Republican mayoral candidate the Rev. Charlie Winburn says it's unfair to judge him by things he wrote to a specific audience 17 years back. Now his defense has gained support from a somewhat surprising quarter, Hamilton County Commissioner Todd Portune, a Democrat.
It starts back in 1989, when Winburn published a book called Ruling and Reigning in the '90s. In it, Winburn wrote that only born-again Christians should hold public office. These days Winburn says that, if he had it to do over, he'd put it differently (see "Winburn's Revival," page 11).
Criticism of Winburn's book has exposed fissures within the Hamilton County Democratic Party, as well as Democrats' general ambivalence about the shifting role of religion in politics.
In a July 13 e-mail to fellow Democrats, Tim Burke, chair of the party, called Winburn's writings "outrageous."
"It is distinctly un-American to tell anyone that they cannot hold public office because of their religious beliefs," Burke wrote. "Such a position is as offensive as the old rules that only property owners — or whites — or men — could vote."
Burke also called "extremist" what Winburn wrote about the role of the wife as her husband's "helpmeet" who should learn her place.
On July 17 Portune responded in a letter to Burke, arguing that the e-mail had done more to hurt than help the Democrats' chances in upcoming elections.
"In the few days since publication, your statement has done more to energize Mr. Winburn's base, transform him into a sympathetic candidate and create wedge issues against Democrats and our candidates," Portune wrote. "By concentrating the party's focus of its attack on Mr. Winburn on something he wrote 17 years ago, as opposed to differentiating policy and practice over his political and public career, you shortchange the debate and cast the Democratic Party as narrow, petty and personal."
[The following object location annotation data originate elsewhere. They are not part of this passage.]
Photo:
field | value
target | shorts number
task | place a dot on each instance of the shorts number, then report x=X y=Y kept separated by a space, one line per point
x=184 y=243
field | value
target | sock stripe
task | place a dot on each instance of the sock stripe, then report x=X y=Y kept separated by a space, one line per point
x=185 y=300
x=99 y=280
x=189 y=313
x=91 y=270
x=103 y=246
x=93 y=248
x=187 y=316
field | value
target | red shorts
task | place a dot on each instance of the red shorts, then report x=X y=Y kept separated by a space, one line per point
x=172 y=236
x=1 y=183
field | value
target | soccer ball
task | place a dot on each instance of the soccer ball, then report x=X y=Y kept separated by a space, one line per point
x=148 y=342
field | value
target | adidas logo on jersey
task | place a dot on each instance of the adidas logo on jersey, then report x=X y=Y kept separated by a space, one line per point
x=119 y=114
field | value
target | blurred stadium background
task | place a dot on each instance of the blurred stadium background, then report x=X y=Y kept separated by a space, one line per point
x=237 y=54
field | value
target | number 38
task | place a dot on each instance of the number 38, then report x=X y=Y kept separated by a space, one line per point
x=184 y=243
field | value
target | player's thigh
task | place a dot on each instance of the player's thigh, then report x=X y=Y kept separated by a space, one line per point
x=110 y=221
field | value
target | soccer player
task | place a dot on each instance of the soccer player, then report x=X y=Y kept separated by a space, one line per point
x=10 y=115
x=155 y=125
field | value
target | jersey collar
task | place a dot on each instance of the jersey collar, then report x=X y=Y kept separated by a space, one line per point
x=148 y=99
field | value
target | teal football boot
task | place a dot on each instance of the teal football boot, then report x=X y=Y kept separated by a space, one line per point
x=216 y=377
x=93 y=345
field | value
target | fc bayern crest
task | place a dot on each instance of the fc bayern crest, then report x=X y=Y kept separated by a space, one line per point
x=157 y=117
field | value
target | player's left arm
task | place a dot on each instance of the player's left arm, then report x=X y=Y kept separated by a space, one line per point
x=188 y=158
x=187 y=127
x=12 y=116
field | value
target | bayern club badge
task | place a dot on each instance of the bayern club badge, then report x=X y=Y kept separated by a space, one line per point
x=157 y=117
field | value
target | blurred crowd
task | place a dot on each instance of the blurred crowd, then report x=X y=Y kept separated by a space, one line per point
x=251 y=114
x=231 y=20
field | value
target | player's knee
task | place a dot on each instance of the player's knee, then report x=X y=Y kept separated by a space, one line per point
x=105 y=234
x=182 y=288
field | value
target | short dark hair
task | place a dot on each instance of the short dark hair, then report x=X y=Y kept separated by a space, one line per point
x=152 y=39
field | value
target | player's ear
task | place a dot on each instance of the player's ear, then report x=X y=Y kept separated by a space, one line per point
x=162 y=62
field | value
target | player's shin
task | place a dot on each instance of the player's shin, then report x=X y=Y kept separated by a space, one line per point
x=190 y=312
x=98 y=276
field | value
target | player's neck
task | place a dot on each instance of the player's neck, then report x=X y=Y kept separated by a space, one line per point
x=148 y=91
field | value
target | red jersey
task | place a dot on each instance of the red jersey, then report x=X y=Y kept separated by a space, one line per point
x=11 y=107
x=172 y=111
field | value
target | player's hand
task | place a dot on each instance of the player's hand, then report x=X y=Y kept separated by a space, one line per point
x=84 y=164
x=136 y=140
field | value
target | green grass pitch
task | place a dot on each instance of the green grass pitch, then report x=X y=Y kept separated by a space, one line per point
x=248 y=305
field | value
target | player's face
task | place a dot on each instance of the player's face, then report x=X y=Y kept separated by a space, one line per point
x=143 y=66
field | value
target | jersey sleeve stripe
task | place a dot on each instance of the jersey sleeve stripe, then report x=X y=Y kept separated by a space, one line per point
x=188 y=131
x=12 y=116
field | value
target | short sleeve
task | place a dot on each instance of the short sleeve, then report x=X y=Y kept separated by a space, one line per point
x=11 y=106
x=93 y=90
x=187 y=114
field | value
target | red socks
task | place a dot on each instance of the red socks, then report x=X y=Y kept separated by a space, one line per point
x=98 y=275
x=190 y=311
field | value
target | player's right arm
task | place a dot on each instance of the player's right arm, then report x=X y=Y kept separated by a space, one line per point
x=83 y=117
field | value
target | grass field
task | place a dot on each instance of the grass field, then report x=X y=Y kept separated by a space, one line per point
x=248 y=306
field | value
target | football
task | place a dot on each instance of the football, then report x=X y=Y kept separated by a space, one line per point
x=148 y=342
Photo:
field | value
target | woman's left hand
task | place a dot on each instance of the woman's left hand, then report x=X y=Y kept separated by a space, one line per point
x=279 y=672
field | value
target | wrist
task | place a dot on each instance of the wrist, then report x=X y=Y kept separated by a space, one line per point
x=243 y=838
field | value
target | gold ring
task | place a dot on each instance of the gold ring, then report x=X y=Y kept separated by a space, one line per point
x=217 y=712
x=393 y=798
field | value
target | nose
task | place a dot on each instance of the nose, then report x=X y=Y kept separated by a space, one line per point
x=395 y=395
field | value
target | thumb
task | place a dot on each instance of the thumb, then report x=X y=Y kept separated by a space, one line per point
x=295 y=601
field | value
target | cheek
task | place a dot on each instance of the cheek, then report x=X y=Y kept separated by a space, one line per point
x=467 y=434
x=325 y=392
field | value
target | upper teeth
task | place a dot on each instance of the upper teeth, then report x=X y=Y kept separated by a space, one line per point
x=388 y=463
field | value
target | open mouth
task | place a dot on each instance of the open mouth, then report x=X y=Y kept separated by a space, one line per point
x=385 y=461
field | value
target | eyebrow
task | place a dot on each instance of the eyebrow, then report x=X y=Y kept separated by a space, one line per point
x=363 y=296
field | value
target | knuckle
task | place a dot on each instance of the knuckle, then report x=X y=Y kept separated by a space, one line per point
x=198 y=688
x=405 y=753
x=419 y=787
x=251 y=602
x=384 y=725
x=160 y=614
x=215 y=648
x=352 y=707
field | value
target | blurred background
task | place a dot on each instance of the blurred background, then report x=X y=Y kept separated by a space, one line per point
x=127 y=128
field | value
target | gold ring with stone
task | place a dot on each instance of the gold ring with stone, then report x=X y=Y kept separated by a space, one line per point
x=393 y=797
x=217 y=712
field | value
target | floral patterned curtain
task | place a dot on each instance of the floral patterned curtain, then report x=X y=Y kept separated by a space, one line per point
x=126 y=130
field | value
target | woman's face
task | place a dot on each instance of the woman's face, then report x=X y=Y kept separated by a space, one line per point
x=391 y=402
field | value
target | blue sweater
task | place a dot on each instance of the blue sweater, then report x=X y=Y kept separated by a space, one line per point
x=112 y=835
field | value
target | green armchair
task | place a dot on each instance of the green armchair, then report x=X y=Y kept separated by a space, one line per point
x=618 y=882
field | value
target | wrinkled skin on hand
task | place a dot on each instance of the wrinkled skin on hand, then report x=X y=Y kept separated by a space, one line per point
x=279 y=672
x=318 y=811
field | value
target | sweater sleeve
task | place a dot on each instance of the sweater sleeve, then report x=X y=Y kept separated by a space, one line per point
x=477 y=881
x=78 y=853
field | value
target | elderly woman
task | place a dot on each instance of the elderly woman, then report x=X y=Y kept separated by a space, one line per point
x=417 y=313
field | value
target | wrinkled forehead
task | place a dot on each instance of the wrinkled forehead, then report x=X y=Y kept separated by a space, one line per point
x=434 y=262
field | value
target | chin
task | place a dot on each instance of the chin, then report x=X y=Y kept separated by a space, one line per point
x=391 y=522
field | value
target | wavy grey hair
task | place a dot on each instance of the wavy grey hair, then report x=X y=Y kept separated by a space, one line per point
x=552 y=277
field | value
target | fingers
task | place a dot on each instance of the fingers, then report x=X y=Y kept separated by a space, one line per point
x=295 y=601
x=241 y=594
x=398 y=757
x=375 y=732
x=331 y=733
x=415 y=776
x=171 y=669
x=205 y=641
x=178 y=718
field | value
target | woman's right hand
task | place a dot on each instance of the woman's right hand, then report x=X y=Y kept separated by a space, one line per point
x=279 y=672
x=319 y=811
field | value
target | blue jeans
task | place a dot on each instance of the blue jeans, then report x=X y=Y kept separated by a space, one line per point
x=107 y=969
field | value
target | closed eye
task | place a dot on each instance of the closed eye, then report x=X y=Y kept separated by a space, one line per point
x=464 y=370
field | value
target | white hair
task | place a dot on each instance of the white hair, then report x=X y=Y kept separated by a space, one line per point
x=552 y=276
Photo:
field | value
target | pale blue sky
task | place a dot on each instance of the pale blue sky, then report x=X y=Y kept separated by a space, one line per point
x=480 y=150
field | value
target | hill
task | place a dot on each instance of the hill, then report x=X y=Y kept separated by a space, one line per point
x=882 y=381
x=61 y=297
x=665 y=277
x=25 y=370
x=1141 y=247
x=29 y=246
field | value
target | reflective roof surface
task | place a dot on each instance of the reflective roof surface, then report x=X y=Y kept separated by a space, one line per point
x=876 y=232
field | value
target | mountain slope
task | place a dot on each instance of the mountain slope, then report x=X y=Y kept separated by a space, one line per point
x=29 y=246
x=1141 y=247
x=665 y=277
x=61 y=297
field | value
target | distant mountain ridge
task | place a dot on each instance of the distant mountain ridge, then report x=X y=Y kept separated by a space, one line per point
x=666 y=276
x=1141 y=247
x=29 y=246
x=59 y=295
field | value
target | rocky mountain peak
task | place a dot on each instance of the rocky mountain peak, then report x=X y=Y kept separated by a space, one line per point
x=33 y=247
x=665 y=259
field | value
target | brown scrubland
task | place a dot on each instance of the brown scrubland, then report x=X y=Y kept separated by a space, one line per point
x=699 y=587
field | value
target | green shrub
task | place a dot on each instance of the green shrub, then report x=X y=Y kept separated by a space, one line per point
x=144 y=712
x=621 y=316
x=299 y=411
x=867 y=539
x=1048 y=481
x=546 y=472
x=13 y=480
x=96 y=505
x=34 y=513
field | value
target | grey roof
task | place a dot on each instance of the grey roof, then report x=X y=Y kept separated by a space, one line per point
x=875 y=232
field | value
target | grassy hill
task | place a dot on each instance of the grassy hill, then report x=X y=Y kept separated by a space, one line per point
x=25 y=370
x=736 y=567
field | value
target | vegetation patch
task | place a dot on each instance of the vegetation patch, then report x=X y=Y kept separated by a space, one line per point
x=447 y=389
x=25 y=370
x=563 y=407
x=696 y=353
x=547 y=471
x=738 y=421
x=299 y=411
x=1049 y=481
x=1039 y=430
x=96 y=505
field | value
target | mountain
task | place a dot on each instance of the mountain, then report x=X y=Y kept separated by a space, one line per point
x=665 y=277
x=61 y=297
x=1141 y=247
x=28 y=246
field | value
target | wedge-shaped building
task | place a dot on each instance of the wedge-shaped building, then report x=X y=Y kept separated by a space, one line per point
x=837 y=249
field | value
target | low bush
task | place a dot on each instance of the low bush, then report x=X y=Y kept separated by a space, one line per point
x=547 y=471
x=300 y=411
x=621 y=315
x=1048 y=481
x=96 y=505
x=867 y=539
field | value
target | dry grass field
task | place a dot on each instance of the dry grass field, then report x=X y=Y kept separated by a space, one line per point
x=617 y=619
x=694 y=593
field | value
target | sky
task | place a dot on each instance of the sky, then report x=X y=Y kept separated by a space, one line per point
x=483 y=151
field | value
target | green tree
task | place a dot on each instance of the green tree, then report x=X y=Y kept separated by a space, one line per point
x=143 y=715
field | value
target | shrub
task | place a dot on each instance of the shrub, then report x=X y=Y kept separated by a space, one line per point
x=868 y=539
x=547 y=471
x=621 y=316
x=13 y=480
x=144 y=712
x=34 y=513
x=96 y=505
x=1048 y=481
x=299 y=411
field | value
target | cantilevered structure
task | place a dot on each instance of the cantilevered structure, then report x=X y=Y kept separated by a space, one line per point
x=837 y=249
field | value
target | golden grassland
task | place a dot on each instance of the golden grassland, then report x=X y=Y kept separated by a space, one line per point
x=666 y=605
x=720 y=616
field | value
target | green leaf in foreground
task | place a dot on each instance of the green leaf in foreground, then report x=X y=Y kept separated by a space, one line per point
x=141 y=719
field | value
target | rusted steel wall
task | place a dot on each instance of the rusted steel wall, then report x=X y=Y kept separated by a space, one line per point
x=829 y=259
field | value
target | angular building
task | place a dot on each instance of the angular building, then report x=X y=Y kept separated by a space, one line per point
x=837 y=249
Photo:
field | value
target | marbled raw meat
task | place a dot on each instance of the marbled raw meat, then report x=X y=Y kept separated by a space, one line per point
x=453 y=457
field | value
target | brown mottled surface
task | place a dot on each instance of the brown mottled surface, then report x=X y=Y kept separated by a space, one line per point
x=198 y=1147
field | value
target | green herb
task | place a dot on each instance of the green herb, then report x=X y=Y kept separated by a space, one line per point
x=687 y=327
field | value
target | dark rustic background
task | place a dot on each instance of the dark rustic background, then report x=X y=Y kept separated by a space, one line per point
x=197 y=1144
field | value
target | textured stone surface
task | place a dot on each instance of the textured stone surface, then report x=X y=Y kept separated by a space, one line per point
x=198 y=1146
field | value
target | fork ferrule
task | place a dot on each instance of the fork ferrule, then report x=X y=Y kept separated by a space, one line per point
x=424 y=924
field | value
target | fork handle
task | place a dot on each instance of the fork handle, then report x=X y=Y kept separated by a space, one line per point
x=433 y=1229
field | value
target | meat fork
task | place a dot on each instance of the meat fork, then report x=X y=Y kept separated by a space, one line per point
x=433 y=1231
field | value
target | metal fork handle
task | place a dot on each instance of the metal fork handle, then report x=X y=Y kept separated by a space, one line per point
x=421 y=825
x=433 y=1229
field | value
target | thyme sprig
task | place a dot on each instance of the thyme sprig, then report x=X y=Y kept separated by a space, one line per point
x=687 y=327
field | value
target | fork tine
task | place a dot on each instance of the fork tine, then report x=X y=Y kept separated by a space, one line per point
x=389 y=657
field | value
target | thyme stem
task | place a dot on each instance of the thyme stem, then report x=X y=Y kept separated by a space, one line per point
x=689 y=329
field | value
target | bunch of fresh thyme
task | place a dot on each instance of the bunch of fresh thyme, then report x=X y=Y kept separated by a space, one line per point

Not only did Burke sidetrack intelligent debate, but also handed ammunition to those who like to frame Democrats as godless heathens, according to Portune.
"Your statement will undoubtedly be viewed as an attack on Christianity, despite the fact that I am certain that was not your intent," Portune wrote. "(The comments) propagate the stereotype that Democrats oppose faith and people of faith. We do not. But when you attack the writing of a minister to his flock of 17 years ago as the reason for your opposition, your intent, innocent as it may have been, will get completely lost in translation."
Portune also said that his support for Democratic candidates is motivated by their respective merits, not by the fear that Winburn's religious views will warp his approach to public policy.
He finished by entreating Burke to meet with African-American religious and civic leaders, whom he'd heard were mobilizing in response.
Burke says he's not planning to make any public reply to Portune, though Portune did say he'd received a "terse acknowledgement" of his letter from Burke.
"On the general topic, not responding directly to Commissioner Portune, I have enormous respect for any individual religious beliefs anyone wants to have," Burke says. "That's their business."
But he still holds that what Winburn wrote is an "unacceptable position for anyone, especially for someone who wants to be mayor of Cincinnati."
What Winburn wrote in 1989 is still fair game, Burke says.
"It's published in a book that is available at the Hamilton County Public Library, in multiple copies," he says.
He calls Winburn's contention that today he'd say it differently an "inadequate" response.
Portune says he's been talking to local NAACP president Edith Thrower, whom he'd heard was considering a public statement.
"What Edith Thrower told me was that they found the comment to be off-the-mark, inappropriate, things to that effect," Portune says.
Thrower could not be reached for comment, though Burke says he responded to a letter from her with an offer to meet.